Üçüncüsü Erdoğan’ın strateji belgesini açıkladığı konuşma: “Yargı reformu belgesi içerdiği birçok amaç ve hedefle hem vatandaşlarımızın sisteme duydukları güveni artıracak hem de daha öngörülebilir bir yatırım ortamının oluşmasına yardımcı olacaktır.”
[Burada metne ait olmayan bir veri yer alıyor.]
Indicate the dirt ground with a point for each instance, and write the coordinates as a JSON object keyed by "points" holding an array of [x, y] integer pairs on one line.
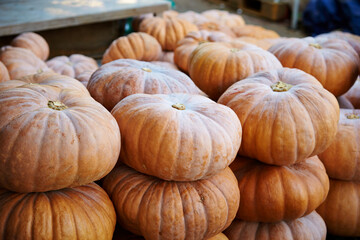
{"points": [[282, 28]]}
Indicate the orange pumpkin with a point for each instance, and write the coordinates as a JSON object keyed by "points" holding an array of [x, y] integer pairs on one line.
{"points": [[341, 158], [33, 42], [120, 78], [137, 45], [21, 62], [311, 226], [73, 65], [168, 31], [158, 209], [179, 137], [340, 210], [187, 45], [84, 212], [52, 138], [331, 61], [286, 115], [216, 66], [271, 193]]}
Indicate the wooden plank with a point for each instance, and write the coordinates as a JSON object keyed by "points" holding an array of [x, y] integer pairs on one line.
{"points": [[18, 16]]}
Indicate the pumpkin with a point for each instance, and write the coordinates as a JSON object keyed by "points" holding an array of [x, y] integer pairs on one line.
{"points": [[311, 226], [179, 137], [84, 212], [120, 78], [137, 45], [54, 138], [187, 45], [168, 31], [158, 209], [353, 94], [270, 193], [33, 42], [224, 17], [286, 115], [333, 62], [341, 158], [21, 62], [254, 31], [4, 74], [340, 210], [73, 65], [216, 66]]}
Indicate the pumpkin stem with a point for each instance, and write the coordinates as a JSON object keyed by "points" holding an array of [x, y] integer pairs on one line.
{"points": [[281, 87], [146, 69], [315, 45], [179, 106], [56, 105], [352, 116]]}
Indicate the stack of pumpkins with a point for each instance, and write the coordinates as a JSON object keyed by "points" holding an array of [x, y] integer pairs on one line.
{"points": [[177, 183], [55, 141], [287, 118]]}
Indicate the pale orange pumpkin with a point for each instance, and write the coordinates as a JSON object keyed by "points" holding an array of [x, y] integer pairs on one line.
{"points": [[286, 115], [216, 66], [84, 212], [168, 31], [33, 42], [333, 62], [179, 137], [271, 193], [137, 45], [158, 209], [341, 209], [53, 137], [120, 78], [311, 226]]}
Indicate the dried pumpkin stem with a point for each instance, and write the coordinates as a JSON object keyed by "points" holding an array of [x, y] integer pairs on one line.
{"points": [[315, 45], [281, 87], [146, 69], [56, 105], [352, 116], [179, 106]]}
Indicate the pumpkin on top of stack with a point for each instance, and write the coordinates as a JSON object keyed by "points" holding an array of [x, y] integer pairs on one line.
{"points": [[56, 140], [287, 118]]}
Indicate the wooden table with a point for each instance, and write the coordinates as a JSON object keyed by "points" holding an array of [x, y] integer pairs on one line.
{"points": [[18, 16]]}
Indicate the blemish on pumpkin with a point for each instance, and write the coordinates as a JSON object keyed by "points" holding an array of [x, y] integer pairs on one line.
{"points": [[56, 105], [146, 69], [281, 87], [352, 116], [315, 45], [179, 106]]}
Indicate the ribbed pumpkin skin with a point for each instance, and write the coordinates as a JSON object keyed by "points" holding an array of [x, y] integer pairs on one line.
{"points": [[21, 62], [354, 94], [335, 65], [187, 45], [342, 157], [73, 65], [44, 149], [120, 78], [158, 209], [168, 31], [84, 212], [341, 209], [137, 45], [216, 66], [33, 42], [4, 74], [275, 193], [283, 128], [172, 144], [310, 227]]}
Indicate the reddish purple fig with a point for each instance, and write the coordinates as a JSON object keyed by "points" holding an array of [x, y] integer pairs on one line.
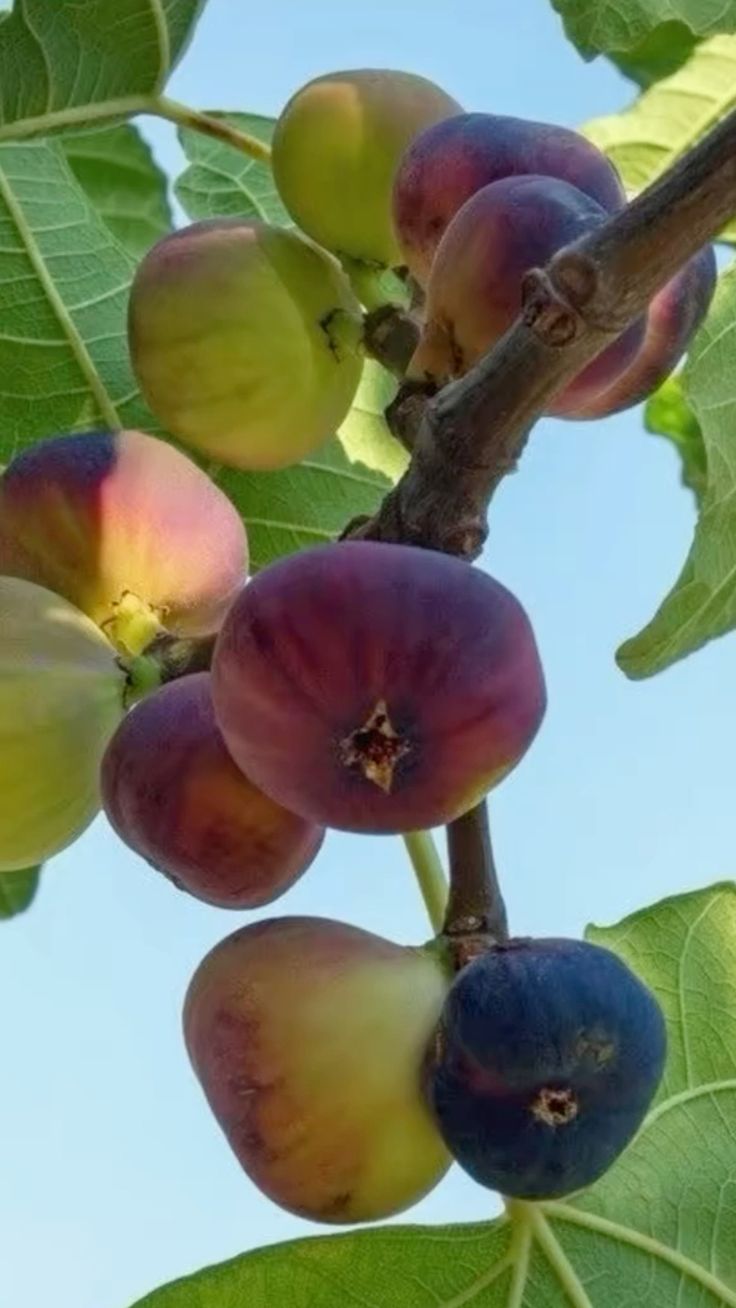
{"points": [[475, 291], [451, 160], [375, 687], [673, 318], [173, 793]]}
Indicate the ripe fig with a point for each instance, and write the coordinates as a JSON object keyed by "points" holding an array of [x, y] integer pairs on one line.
{"points": [[124, 527], [307, 1037], [545, 1061], [475, 289], [245, 340], [60, 701], [375, 687], [447, 162], [173, 793], [672, 319], [336, 148]]}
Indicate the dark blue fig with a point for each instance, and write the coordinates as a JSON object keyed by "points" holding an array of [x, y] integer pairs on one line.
{"points": [[547, 1058]]}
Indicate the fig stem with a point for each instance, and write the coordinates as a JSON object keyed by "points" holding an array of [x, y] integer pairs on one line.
{"points": [[475, 905], [469, 436], [429, 873], [209, 126]]}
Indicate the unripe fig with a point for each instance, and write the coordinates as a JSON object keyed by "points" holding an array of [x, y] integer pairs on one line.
{"points": [[672, 319], [475, 289], [547, 1058], [173, 793], [336, 149], [245, 340], [60, 701], [450, 161], [124, 527], [375, 687], [307, 1037]]}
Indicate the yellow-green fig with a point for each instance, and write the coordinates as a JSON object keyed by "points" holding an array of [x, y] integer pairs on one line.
{"points": [[309, 1039], [60, 700], [246, 342], [336, 149]]}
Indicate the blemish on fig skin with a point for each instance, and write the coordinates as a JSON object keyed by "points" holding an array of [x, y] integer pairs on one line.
{"points": [[374, 748], [556, 1107]]}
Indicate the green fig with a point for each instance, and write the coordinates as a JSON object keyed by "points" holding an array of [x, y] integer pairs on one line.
{"points": [[246, 342], [336, 149]]}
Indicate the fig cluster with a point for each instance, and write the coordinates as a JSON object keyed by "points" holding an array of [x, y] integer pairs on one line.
{"points": [[362, 687]]}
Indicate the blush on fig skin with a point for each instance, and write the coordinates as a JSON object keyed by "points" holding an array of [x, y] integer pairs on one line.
{"points": [[173, 793], [475, 291], [307, 1037], [672, 319], [416, 662], [102, 516], [450, 161]]}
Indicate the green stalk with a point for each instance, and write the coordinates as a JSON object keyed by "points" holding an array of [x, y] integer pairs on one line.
{"points": [[429, 873]]}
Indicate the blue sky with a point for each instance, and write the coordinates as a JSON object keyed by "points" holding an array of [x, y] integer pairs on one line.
{"points": [[113, 1175]]}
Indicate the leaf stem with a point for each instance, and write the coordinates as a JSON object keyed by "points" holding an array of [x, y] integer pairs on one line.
{"points": [[209, 126], [429, 873]]}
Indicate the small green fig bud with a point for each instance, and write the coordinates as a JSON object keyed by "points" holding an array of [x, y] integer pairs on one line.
{"points": [[246, 342]]}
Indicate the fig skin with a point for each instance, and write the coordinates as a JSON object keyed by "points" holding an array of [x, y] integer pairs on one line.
{"points": [[307, 1037], [246, 342], [173, 793], [374, 687], [450, 161], [124, 527], [475, 289], [547, 1058], [336, 148], [60, 700], [672, 319]]}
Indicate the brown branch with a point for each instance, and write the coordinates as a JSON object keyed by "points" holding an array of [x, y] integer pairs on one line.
{"points": [[475, 907], [469, 436]]}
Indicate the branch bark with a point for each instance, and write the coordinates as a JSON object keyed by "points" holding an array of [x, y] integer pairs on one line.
{"points": [[469, 436]]}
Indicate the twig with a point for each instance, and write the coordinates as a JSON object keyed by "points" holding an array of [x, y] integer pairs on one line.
{"points": [[469, 436], [475, 907]]}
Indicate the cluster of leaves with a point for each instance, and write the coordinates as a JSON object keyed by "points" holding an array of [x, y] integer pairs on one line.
{"points": [[80, 199]]}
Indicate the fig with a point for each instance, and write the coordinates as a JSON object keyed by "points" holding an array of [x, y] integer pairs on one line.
{"points": [[672, 319], [547, 1058], [452, 160], [336, 148], [375, 687], [124, 527], [246, 342], [173, 793], [475, 289], [307, 1037], [60, 700]]}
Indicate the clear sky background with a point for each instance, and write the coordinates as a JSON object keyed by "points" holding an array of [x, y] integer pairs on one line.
{"points": [[113, 1175]]}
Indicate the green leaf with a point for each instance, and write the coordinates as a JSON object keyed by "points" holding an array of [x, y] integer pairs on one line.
{"points": [[599, 26], [668, 413], [702, 603], [668, 118], [662, 52], [17, 891], [659, 1230], [314, 501], [63, 302], [56, 59], [117, 169], [222, 181]]}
Sadece bu üç örnek bile bu paketin amacının ileri sürülen hedefler değil, hazırlayanlar ve destekleyenlerin çok sevdikleri sözlerle bir algı yaratmak olduğunu ortaya koyuyor. Nitekim en büyük desteği veren TBB başkanının çok önemsediği avukatlara yeşil pasaport düzenlemesi söz verildiği gibi çıkmadı. Diğer kamu görevlilerine “Verilir” diye bağlayıcı bir düzenleme varken, avukatlara “verilebilir” deniliyor. Gene tutuklamada süre azaltıldı diye propaganda ediliyorken yapılan sadece soruşturma aşamasındaki tutuklamaya bir süre sınırı getirmek. Toplam süre aynı. Tam bir algı oyunu!

Çözüm, iktidarın belirlediği sınırlar içerisinde siyaset yapma ve çözüm arama anlayışını terk ederek bulunabilir. İhtiyacımız kozmetik reformlar değil köklü dönüşümlerdir. Hatırlatalım: idare-i maslahatçılar esaslı devrim yapamazlar!